VELOCITY - DEE JACOB [155]
At Oakton, in the meantime, Baby ’Zilla had been delivered. And installed. But except for a few test runs, “BZ” was being kept nonoperational until the production constraint – still Godzilla – truly had to be elevated. As a result, the system was running well, with the Drum-Buffer-Rope of TOC giving framework for Lean Six Sigma improvements – in production and throughout the company.
Thus, as 2008 progressed and the heads of most Winner businesses myopically pored over measures of cost cutting, Amy Cieolara and her crew actually grew the business. At the highest levels of Winner, there was indeed praise for her and Hi-T’s accomplishments. Peter Winn, confronted daily with an abysmal stock price – a low of $6.13 in October of 2008 and a rally to $12.57 by year-end (Gasp!

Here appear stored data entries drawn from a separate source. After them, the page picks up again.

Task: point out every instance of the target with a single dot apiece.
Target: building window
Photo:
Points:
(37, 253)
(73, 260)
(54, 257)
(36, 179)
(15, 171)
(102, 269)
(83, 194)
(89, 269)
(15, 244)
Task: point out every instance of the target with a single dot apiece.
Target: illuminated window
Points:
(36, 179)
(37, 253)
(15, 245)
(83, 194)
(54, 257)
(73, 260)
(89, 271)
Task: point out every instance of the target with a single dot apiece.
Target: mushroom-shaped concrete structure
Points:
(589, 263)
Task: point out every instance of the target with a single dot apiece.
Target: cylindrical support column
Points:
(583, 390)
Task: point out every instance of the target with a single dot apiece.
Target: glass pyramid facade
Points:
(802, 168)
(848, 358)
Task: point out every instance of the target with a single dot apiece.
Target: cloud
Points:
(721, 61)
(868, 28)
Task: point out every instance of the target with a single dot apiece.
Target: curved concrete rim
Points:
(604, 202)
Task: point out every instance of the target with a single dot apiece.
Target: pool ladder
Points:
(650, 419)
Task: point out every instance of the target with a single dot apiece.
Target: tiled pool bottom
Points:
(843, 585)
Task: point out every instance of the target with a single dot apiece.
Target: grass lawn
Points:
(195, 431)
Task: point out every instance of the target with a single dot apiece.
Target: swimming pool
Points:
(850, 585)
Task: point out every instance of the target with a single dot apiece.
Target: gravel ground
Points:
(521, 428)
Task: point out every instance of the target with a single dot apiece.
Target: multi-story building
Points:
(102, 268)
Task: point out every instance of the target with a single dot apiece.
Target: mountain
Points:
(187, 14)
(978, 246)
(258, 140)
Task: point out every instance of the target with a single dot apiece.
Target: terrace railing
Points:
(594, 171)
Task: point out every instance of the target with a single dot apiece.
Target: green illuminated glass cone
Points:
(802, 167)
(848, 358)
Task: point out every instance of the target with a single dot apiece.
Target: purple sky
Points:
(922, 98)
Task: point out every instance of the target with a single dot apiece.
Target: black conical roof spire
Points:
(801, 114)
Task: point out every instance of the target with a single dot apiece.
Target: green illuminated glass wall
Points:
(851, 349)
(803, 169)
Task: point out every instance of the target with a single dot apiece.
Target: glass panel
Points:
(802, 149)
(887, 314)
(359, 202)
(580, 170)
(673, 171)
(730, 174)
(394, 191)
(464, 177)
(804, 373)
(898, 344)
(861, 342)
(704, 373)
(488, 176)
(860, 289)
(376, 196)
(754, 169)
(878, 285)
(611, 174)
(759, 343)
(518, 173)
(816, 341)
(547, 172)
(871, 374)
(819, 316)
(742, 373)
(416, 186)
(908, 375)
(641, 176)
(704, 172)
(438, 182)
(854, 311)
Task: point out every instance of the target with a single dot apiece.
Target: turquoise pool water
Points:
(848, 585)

It doubled in just three months’ time!) – as well as abysmal headlines, was keeping close watch on Amy Cieolara. He needed her.
So it happened again. It was late in January 2009, and this time Amy Cieolara was not snoozing on a meetingless morning. She had slipped out of the office and was picking up Girl Scout Cookies for Michelle’s troop. The world economies were still reeling; even cookie orders were down from the year before.
Still, the entire backseat and trunk of Amy’s BMW were filled with boxes of Tagalongs, Thin Mints, Trefoils, Samoas, and every other Girl Scout Cookie variety. She just was about to drive away when her cell phone played its little jingle.
“What’s up, Linda?”
“Peter Winn’s office just called. He wants you to come to New York right away, and he’d like you to stay and have dinner in Manhattan tonight.”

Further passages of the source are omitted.